Below is the article issued by Bursa Malaysia on the changes to Tick Size, my comments in purple:
Equity investment strategies take account of many factors, including tick sizes which are set by a stock exchange. Here is a primer on tick sizes and how investors benefit from a smaller value.
This educative article is in conjunction with the introduction of a smaller tick size which will be made available by Bursa Malaysia and is planned for implementation on Aug 3.
Equity investors rely a lot on research and information to forecast the potential price appreciation of a stock. This ranges from fundamental analysis of the company to a technical analysis of its historical price movements. There is also a little known indicator known as a spread that can be used by investors to gauge the near-term movement of a particular stock. A stock’s spread is closely influenced by a “tick size”.
Understanding Spreads. Every share that trades on the stock market has a best buy and a best sell price. The best buy price is the highest price in the order book placed by interested buyers for a specific share while the best sell price is the lowest price in the order book placed by interested sellers.
These two prices are determined by demand and supply, which can be seen as a negotiation process between two parties.
The spread is the difference between a share’s best buy and best sell price. The general belief is that a consistently large spread signals low volume for that respective stock.
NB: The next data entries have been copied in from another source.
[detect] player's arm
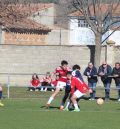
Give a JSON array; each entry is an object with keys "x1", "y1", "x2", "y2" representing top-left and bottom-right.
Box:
[{"x1": 83, "y1": 83, "x2": 92, "y2": 93}]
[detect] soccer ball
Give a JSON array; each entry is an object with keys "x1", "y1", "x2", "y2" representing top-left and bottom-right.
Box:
[{"x1": 97, "y1": 98, "x2": 104, "y2": 105}]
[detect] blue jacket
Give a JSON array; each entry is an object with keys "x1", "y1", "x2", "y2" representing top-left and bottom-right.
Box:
[
  {"x1": 84, "y1": 66, "x2": 98, "y2": 83},
  {"x1": 98, "y1": 65, "x2": 112, "y2": 84}
]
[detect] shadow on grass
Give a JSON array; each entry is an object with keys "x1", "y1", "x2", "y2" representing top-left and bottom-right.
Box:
[{"x1": 40, "y1": 106, "x2": 60, "y2": 109}]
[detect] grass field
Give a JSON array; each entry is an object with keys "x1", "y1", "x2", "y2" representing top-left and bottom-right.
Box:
[{"x1": 0, "y1": 87, "x2": 120, "y2": 129}]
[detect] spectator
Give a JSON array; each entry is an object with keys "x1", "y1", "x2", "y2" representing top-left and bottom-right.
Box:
[
  {"x1": 28, "y1": 73, "x2": 40, "y2": 91},
  {"x1": 112, "y1": 62, "x2": 120, "y2": 101},
  {"x1": 98, "y1": 62, "x2": 112, "y2": 100},
  {"x1": 40, "y1": 72, "x2": 52, "y2": 92},
  {"x1": 51, "y1": 73, "x2": 60, "y2": 87},
  {"x1": 0, "y1": 84, "x2": 4, "y2": 106},
  {"x1": 84, "y1": 62, "x2": 98, "y2": 100}
]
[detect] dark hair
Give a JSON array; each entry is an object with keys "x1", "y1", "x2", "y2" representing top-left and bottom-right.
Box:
[
  {"x1": 66, "y1": 71, "x2": 72, "y2": 75},
  {"x1": 72, "y1": 64, "x2": 80, "y2": 70},
  {"x1": 61, "y1": 60, "x2": 68, "y2": 66},
  {"x1": 32, "y1": 73, "x2": 39, "y2": 79},
  {"x1": 115, "y1": 62, "x2": 120, "y2": 65}
]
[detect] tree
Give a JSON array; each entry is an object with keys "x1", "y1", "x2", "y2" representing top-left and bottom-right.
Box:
[{"x1": 70, "y1": 0, "x2": 120, "y2": 67}]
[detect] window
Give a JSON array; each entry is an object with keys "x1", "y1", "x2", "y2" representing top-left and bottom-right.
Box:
[{"x1": 78, "y1": 19, "x2": 90, "y2": 28}]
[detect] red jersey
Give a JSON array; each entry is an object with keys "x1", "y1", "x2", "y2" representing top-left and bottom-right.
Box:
[
  {"x1": 55, "y1": 66, "x2": 71, "y2": 82},
  {"x1": 31, "y1": 79, "x2": 40, "y2": 87},
  {"x1": 70, "y1": 77, "x2": 90, "y2": 94}
]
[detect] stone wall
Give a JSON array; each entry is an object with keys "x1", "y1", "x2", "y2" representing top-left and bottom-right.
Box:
[{"x1": 0, "y1": 45, "x2": 119, "y2": 86}]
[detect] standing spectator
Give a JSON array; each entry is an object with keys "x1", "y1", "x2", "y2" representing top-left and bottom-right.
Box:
[
  {"x1": 40, "y1": 72, "x2": 52, "y2": 92},
  {"x1": 98, "y1": 62, "x2": 112, "y2": 100},
  {"x1": 112, "y1": 62, "x2": 120, "y2": 101},
  {"x1": 28, "y1": 73, "x2": 40, "y2": 91},
  {"x1": 84, "y1": 62, "x2": 98, "y2": 100},
  {"x1": 0, "y1": 84, "x2": 4, "y2": 106}
]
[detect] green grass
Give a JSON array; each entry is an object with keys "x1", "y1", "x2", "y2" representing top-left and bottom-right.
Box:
[{"x1": 0, "y1": 88, "x2": 120, "y2": 129}]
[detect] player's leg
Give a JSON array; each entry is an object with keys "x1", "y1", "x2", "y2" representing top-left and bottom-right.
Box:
[
  {"x1": 46, "y1": 87, "x2": 60, "y2": 106},
  {"x1": 71, "y1": 90, "x2": 84, "y2": 112},
  {"x1": 0, "y1": 86, "x2": 4, "y2": 106},
  {"x1": 60, "y1": 85, "x2": 71, "y2": 110},
  {"x1": 46, "y1": 81, "x2": 66, "y2": 107}
]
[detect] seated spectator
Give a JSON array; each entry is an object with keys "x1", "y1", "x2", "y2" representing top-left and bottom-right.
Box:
[
  {"x1": 28, "y1": 73, "x2": 40, "y2": 91},
  {"x1": 51, "y1": 73, "x2": 60, "y2": 88},
  {"x1": 40, "y1": 72, "x2": 52, "y2": 92}
]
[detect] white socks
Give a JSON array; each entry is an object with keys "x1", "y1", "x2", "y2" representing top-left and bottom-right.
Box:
[
  {"x1": 65, "y1": 102, "x2": 70, "y2": 109},
  {"x1": 47, "y1": 97, "x2": 54, "y2": 104},
  {"x1": 74, "y1": 103, "x2": 79, "y2": 110}
]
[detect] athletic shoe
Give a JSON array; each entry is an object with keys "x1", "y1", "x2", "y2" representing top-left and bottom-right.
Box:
[
  {"x1": 46, "y1": 104, "x2": 50, "y2": 108},
  {"x1": 118, "y1": 99, "x2": 120, "y2": 102},
  {"x1": 60, "y1": 106, "x2": 64, "y2": 110},
  {"x1": 63, "y1": 108, "x2": 69, "y2": 111},
  {"x1": 73, "y1": 108, "x2": 80, "y2": 112},
  {"x1": 0, "y1": 102, "x2": 4, "y2": 107}
]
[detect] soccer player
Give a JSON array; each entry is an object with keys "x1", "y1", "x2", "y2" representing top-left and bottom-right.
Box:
[
  {"x1": 60, "y1": 64, "x2": 84, "y2": 110},
  {"x1": 66, "y1": 71, "x2": 92, "y2": 112},
  {"x1": 0, "y1": 85, "x2": 4, "y2": 106},
  {"x1": 46, "y1": 60, "x2": 71, "y2": 107}
]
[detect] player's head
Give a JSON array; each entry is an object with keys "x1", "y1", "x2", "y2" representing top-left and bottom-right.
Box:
[
  {"x1": 61, "y1": 60, "x2": 68, "y2": 69},
  {"x1": 72, "y1": 64, "x2": 80, "y2": 70},
  {"x1": 66, "y1": 71, "x2": 72, "y2": 80},
  {"x1": 88, "y1": 62, "x2": 93, "y2": 69},
  {"x1": 115, "y1": 62, "x2": 120, "y2": 69}
]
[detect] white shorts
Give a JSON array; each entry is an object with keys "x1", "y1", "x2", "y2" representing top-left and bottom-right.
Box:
[
  {"x1": 56, "y1": 81, "x2": 66, "y2": 89},
  {"x1": 74, "y1": 90, "x2": 84, "y2": 98}
]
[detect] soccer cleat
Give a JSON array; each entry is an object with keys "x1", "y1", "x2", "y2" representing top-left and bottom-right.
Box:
[
  {"x1": 73, "y1": 108, "x2": 80, "y2": 112},
  {"x1": 118, "y1": 99, "x2": 120, "y2": 102},
  {"x1": 60, "y1": 106, "x2": 64, "y2": 110},
  {"x1": 0, "y1": 102, "x2": 4, "y2": 107},
  {"x1": 46, "y1": 104, "x2": 50, "y2": 108},
  {"x1": 63, "y1": 108, "x2": 69, "y2": 111}
]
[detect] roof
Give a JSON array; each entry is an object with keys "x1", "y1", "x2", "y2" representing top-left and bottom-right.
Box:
[
  {"x1": 69, "y1": 4, "x2": 120, "y2": 17},
  {"x1": 0, "y1": 3, "x2": 54, "y2": 32}
]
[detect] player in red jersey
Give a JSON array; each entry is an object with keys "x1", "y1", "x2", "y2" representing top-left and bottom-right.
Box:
[
  {"x1": 28, "y1": 73, "x2": 40, "y2": 91},
  {"x1": 66, "y1": 71, "x2": 92, "y2": 112},
  {"x1": 46, "y1": 60, "x2": 71, "y2": 107}
]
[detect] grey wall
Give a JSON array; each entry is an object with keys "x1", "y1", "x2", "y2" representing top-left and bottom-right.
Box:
[{"x1": 0, "y1": 45, "x2": 119, "y2": 86}]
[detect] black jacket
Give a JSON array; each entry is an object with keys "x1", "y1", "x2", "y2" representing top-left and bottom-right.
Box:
[
  {"x1": 84, "y1": 66, "x2": 98, "y2": 83},
  {"x1": 112, "y1": 67, "x2": 120, "y2": 85},
  {"x1": 98, "y1": 65, "x2": 112, "y2": 84}
]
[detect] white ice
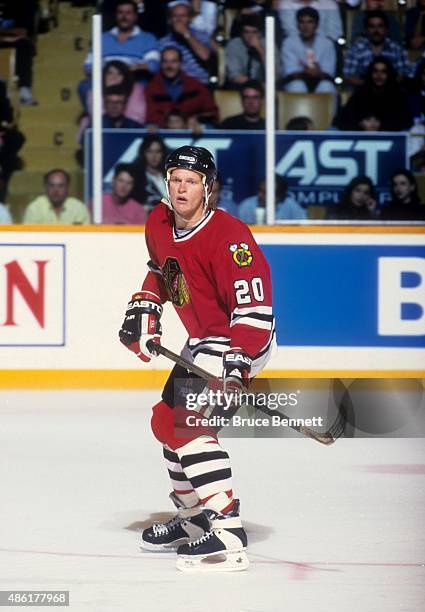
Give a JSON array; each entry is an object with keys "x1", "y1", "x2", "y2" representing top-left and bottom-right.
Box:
[{"x1": 0, "y1": 391, "x2": 424, "y2": 612}]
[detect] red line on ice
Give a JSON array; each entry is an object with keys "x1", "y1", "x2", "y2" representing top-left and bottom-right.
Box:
[{"x1": 0, "y1": 547, "x2": 423, "y2": 573}]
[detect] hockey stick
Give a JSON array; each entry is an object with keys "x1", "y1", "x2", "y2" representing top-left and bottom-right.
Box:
[{"x1": 147, "y1": 340, "x2": 347, "y2": 445}]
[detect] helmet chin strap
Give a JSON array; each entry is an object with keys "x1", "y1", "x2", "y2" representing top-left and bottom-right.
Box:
[
  {"x1": 163, "y1": 174, "x2": 173, "y2": 211},
  {"x1": 202, "y1": 175, "x2": 213, "y2": 209}
]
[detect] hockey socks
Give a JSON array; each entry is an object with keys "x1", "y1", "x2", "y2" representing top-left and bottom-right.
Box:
[
  {"x1": 163, "y1": 446, "x2": 200, "y2": 509},
  {"x1": 176, "y1": 436, "x2": 234, "y2": 514}
]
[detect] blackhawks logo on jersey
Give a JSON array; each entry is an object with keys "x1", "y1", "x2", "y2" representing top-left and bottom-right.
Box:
[
  {"x1": 162, "y1": 257, "x2": 190, "y2": 307},
  {"x1": 229, "y1": 242, "x2": 253, "y2": 268}
]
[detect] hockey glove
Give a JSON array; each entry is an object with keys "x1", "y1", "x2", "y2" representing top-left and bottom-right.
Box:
[
  {"x1": 119, "y1": 292, "x2": 163, "y2": 362},
  {"x1": 222, "y1": 350, "x2": 252, "y2": 394}
]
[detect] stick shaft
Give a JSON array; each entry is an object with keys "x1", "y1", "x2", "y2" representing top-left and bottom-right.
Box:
[{"x1": 147, "y1": 341, "x2": 339, "y2": 445}]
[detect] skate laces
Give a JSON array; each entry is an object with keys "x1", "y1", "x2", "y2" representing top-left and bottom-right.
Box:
[
  {"x1": 152, "y1": 515, "x2": 182, "y2": 537},
  {"x1": 188, "y1": 529, "x2": 214, "y2": 547}
]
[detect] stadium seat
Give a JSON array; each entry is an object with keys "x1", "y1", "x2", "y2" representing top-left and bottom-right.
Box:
[
  {"x1": 277, "y1": 92, "x2": 334, "y2": 130},
  {"x1": 307, "y1": 205, "x2": 327, "y2": 220},
  {"x1": 415, "y1": 174, "x2": 425, "y2": 204},
  {"x1": 382, "y1": 0, "x2": 399, "y2": 10},
  {"x1": 345, "y1": 7, "x2": 356, "y2": 42},
  {"x1": 0, "y1": 48, "x2": 20, "y2": 117},
  {"x1": 0, "y1": 48, "x2": 17, "y2": 93},
  {"x1": 216, "y1": 46, "x2": 227, "y2": 87},
  {"x1": 224, "y1": 9, "x2": 237, "y2": 39},
  {"x1": 214, "y1": 89, "x2": 243, "y2": 122},
  {"x1": 48, "y1": 0, "x2": 60, "y2": 27}
]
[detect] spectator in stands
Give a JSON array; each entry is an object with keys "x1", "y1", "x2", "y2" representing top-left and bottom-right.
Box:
[
  {"x1": 326, "y1": 176, "x2": 377, "y2": 220},
  {"x1": 145, "y1": 46, "x2": 217, "y2": 128},
  {"x1": 218, "y1": 80, "x2": 265, "y2": 129},
  {"x1": 276, "y1": 0, "x2": 343, "y2": 43},
  {"x1": 101, "y1": 163, "x2": 147, "y2": 224},
  {"x1": 102, "y1": 86, "x2": 144, "y2": 128},
  {"x1": 0, "y1": 80, "x2": 25, "y2": 198},
  {"x1": 238, "y1": 175, "x2": 307, "y2": 223},
  {"x1": 164, "y1": 108, "x2": 188, "y2": 128},
  {"x1": 405, "y1": 0, "x2": 425, "y2": 51},
  {"x1": 281, "y1": 7, "x2": 336, "y2": 93},
  {"x1": 163, "y1": 108, "x2": 202, "y2": 134},
  {"x1": 101, "y1": 0, "x2": 169, "y2": 38},
  {"x1": 162, "y1": 107, "x2": 204, "y2": 133},
  {"x1": 211, "y1": 174, "x2": 239, "y2": 217},
  {"x1": 80, "y1": 0, "x2": 159, "y2": 105},
  {"x1": 224, "y1": 14, "x2": 270, "y2": 87},
  {"x1": 350, "y1": 0, "x2": 402, "y2": 44},
  {"x1": 23, "y1": 169, "x2": 90, "y2": 224},
  {"x1": 191, "y1": 0, "x2": 218, "y2": 36},
  {"x1": 380, "y1": 170, "x2": 425, "y2": 221},
  {"x1": 285, "y1": 115, "x2": 316, "y2": 130},
  {"x1": 333, "y1": 57, "x2": 412, "y2": 131},
  {"x1": 131, "y1": 134, "x2": 169, "y2": 209},
  {"x1": 2, "y1": 0, "x2": 39, "y2": 37},
  {"x1": 343, "y1": 11, "x2": 413, "y2": 87},
  {"x1": 228, "y1": 1, "x2": 284, "y2": 46},
  {"x1": 77, "y1": 83, "x2": 144, "y2": 167},
  {"x1": 158, "y1": 0, "x2": 213, "y2": 85},
  {"x1": 0, "y1": 10, "x2": 37, "y2": 104}
]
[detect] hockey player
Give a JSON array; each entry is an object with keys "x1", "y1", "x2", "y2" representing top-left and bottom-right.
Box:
[{"x1": 119, "y1": 145, "x2": 275, "y2": 572}]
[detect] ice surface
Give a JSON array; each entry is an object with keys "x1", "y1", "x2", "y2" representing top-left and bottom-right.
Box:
[{"x1": 0, "y1": 391, "x2": 424, "y2": 612}]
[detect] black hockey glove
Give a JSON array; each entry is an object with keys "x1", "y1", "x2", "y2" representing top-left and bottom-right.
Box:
[
  {"x1": 119, "y1": 292, "x2": 163, "y2": 362},
  {"x1": 222, "y1": 350, "x2": 252, "y2": 394}
]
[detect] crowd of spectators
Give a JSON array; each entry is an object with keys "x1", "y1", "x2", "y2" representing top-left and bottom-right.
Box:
[
  {"x1": 1, "y1": 0, "x2": 425, "y2": 224},
  {"x1": 12, "y1": 155, "x2": 425, "y2": 225}
]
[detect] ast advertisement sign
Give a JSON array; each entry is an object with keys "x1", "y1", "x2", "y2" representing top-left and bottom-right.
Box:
[{"x1": 85, "y1": 130, "x2": 407, "y2": 206}]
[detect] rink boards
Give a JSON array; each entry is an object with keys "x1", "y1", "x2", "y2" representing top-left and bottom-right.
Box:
[{"x1": 0, "y1": 225, "x2": 424, "y2": 388}]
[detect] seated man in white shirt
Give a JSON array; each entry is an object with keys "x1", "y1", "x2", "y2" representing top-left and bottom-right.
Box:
[
  {"x1": 281, "y1": 6, "x2": 336, "y2": 93},
  {"x1": 277, "y1": 0, "x2": 343, "y2": 42}
]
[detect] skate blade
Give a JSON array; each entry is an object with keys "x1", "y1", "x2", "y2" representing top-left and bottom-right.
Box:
[
  {"x1": 140, "y1": 542, "x2": 178, "y2": 552},
  {"x1": 176, "y1": 551, "x2": 249, "y2": 573}
]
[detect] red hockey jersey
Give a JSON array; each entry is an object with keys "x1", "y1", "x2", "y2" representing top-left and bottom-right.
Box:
[{"x1": 141, "y1": 203, "x2": 275, "y2": 362}]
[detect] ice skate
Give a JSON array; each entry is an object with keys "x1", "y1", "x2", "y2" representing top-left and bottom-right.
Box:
[
  {"x1": 141, "y1": 493, "x2": 210, "y2": 551},
  {"x1": 176, "y1": 503, "x2": 249, "y2": 572}
]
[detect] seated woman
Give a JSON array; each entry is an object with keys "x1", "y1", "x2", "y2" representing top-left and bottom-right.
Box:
[
  {"x1": 380, "y1": 169, "x2": 425, "y2": 221},
  {"x1": 333, "y1": 57, "x2": 413, "y2": 132},
  {"x1": 101, "y1": 164, "x2": 147, "y2": 225},
  {"x1": 326, "y1": 176, "x2": 378, "y2": 220},
  {"x1": 78, "y1": 60, "x2": 146, "y2": 140},
  {"x1": 130, "y1": 135, "x2": 169, "y2": 212}
]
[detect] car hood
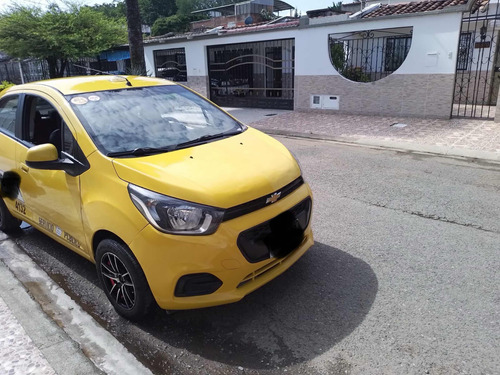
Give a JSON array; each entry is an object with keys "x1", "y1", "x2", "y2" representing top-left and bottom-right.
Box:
[{"x1": 111, "y1": 128, "x2": 301, "y2": 208}]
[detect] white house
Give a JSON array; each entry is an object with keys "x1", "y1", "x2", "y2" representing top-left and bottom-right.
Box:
[{"x1": 143, "y1": 0, "x2": 499, "y2": 120}]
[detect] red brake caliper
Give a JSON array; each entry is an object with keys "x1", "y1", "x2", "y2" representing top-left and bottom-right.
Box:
[{"x1": 108, "y1": 261, "x2": 115, "y2": 286}]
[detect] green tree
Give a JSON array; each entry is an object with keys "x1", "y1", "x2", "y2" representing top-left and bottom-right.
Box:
[
  {"x1": 151, "y1": 14, "x2": 192, "y2": 35},
  {"x1": 329, "y1": 2, "x2": 344, "y2": 13},
  {"x1": 0, "y1": 4, "x2": 127, "y2": 78},
  {"x1": 176, "y1": 0, "x2": 238, "y2": 15},
  {"x1": 90, "y1": 1, "x2": 127, "y2": 19},
  {"x1": 176, "y1": 0, "x2": 197, "y2": 15},
  {"x1": 139, "y1": 0, "x2": 177, "y2": 26}
]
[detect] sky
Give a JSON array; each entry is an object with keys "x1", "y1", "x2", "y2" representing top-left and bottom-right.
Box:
[{"x1": 0, "y1": 0, "x2": 336, "y2": 16}]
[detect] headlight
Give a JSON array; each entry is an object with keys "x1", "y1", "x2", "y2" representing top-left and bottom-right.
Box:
[{"x1": 128, "y1": 184, "x2": 224, "y2": 235}]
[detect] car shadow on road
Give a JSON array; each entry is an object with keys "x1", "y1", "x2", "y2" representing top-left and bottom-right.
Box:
[
  {"x1": 10, "y1": 228, "x2": 378, "y2": 371},
  {"x1": 139, "y1": 241, "x2": 378, "y2": 369}
]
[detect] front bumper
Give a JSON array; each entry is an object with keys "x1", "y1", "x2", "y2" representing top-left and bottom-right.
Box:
[{"x1": 128, "y1": 183, "x2": 314, "y2": 310}]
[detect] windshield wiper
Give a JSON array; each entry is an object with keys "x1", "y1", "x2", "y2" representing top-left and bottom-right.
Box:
[
  {"x1": 107, "y1": 128, "x2": 245, "y2": 157},
  {"x1": 107, "y1": 146, "x2": 174, "y2": 157},
  {"x1": 174, "y1": 129, "x2": 244, "y2": 150}
]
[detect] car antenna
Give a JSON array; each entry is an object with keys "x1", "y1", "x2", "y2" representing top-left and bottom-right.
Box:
[{"x1": 71, "y1": 64, "x2": 133, "y2": 86}]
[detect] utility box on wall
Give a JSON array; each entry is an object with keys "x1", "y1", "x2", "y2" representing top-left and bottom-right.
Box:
[
  {"x1": 310, "y1": 95, "x2": 340, "y2": 110},
  {"x1": 310, "y1": 95, "x2": 322, "y2": 108},
  {"x1": 322, "y1": 95, "x2": 339, "y2": 109}
]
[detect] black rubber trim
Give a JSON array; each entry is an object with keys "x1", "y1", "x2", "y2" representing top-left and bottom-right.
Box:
[
  {"x1": 174, "y1": 273, "x2": 223, "y2": 297},
  {"x1": 223, "y1": 176, "x2": 304, "y2": 222}
]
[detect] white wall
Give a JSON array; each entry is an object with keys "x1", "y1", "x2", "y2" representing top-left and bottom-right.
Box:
[
  {"x1": 144, "y1": 11, "x2": 463, "y2": 78},
  {"x1": 295, "y1": 12, "x2": 463, "y2": 76},
  {"x1": 144, "y1": 29, "x2": 298, "y2": 78}
]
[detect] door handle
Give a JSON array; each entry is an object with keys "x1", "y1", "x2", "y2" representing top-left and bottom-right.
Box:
[{"x1": 20, "y1": 163, "x2": 29, "y2": 173}]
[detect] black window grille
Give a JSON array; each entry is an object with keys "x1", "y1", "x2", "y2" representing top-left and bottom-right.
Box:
[
  {"x1": 207, "y1": 39, "x2": 295, "y2": 109},
  {"x1": 457, "y1": 32, "x2": 472, "y2": 71},
  {"x1": 385, "y1": 37, "x2": 412, "y2": 72},
  {"x1": 154, "y1": 48, "x2": 187, "y2": 82},
  {"x1": 329, "y1": 27, "x2": 413, "y2": 83}
]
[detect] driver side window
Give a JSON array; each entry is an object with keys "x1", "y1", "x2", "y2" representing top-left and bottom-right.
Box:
[
  {"x1": 24, "y1": 96, "x2": 62, "y2": 147},
  {"x1": 23, "y1": 96, "x2": 76, "y2": 157}
]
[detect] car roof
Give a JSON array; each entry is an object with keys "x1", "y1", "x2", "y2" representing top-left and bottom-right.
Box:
[{"x1": 14, "y1": 75, "x2": 176, "y2": 96}]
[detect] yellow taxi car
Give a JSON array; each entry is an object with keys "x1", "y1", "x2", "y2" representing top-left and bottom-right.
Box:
[{"x1": 0, "y1": 76, "x2": 313, "y2": 321}]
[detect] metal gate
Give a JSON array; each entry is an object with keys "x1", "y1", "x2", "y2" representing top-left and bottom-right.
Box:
[
  {"x1": 453, "y1": 2, "x2": 500, "y2": 119},
  {"x1": 207, "y1": 39, "x2": 295, "y2": 109}
]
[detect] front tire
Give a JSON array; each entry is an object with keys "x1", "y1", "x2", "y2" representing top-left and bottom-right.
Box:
[
  {"x1": 96, "y1": 239, "x2": 155, "y2": 321},
  {"x1": 0, "y1": 198, "x2": 21, "y2": 232}
]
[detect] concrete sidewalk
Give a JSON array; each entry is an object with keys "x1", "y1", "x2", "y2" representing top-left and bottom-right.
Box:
[
  {"x1": 0, "y1": 231, "x2": 99, "y2": 375},
  {"x1": 0, "y1": 232, "x2": 152, "y2": 375},
  {"x1": 225, "y1": 108, "x2": 500, "y2": 162}
]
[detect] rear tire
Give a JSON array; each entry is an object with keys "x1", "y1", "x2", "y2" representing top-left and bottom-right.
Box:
[
  {"x1": 96, "y1": 239, "x2": 155, "y2": 321},
  {"x1": 0, "y1": 198, "x2": 21, "y2": 232}
]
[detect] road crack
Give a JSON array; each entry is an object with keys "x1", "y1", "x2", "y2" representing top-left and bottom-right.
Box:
[{"x1": 344, "y1": 196, "x2": 498, "y2": 234}]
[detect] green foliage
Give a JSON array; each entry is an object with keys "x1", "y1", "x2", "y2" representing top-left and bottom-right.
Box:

On the other hand, a narrow spread can indicate that a transaction will occur soon. For example, a stock with a buy/sell price of RM10 and RM10.02 suggests that buyers and sellers are very close to making a trade. If the narrow spread continues, volume for the respective share is expected to be high. A wider spread means that greater changes in the share’s buy or sell price is needed before a transaction can conclude.
Comments:
1) About bloody time.
2) Some who might worry that it now takes a lot more ticks to move a stock are barking up the wrong tree. They would say that for a stock to move from RM3.10 to RM3.20 in the past require only five ticks to be cleared, now it takes buyers to clear ten ticks. That is so silly - that is assuming that each tick has the SAME number of sellers, whether it is 1 sen or 2 sen??!! If today there were 100,000 shares on the sell side, and say the old system would have the 5 ticks with each having 20,000 shares to be sold.... are you telling me that just because you expand the 5 ticks to 10 ticks (same price range) that the sellers would be a lot more??? Its the same number of sellers but it will increase transaction because of narrower spreads.
3) The change will be most important for the RM3.00-RM5.00, followed by the RM5.00 to RM10.00. Many will think the RM5-10 will see greater impact, I tell you that won't be the case. Liquidity improvement will be most marked in counters that are a bit specky. Most shares above RM5 are already too steady. More vibrant activity will be seen in the RM3.00-RM5.00 range.
4) Tick sizes is only a very minor aspect of liquidity, there are still a lot more work to be done if genuine liquidity is to be generated. Just to cite a few: chopping the flimsy counters, speeding up PN17 process (if they cannot restructure or regularise within 4 months, delist them), raise the bar on the "quality" of companies allowed to be listed, push through to delist companies that has less than 3% of total paid up traded each month (each transgression gets 1 warning, more than 3 monthly warnings a year automatic delisting), transparency... more prosecution and implementation of regulatory processes... transgressors must be picked up and dealt with with immediacy, .. and possibly the most important factor... 'free up' the ringgit, allow it to be transactable overseas, no declare this, declare that ... I know BN would want to keep track of hot money flowing in and out for such a small economy like ours, but I believe there are other ways of policing... the current system takes too much "benefits" away from the markets.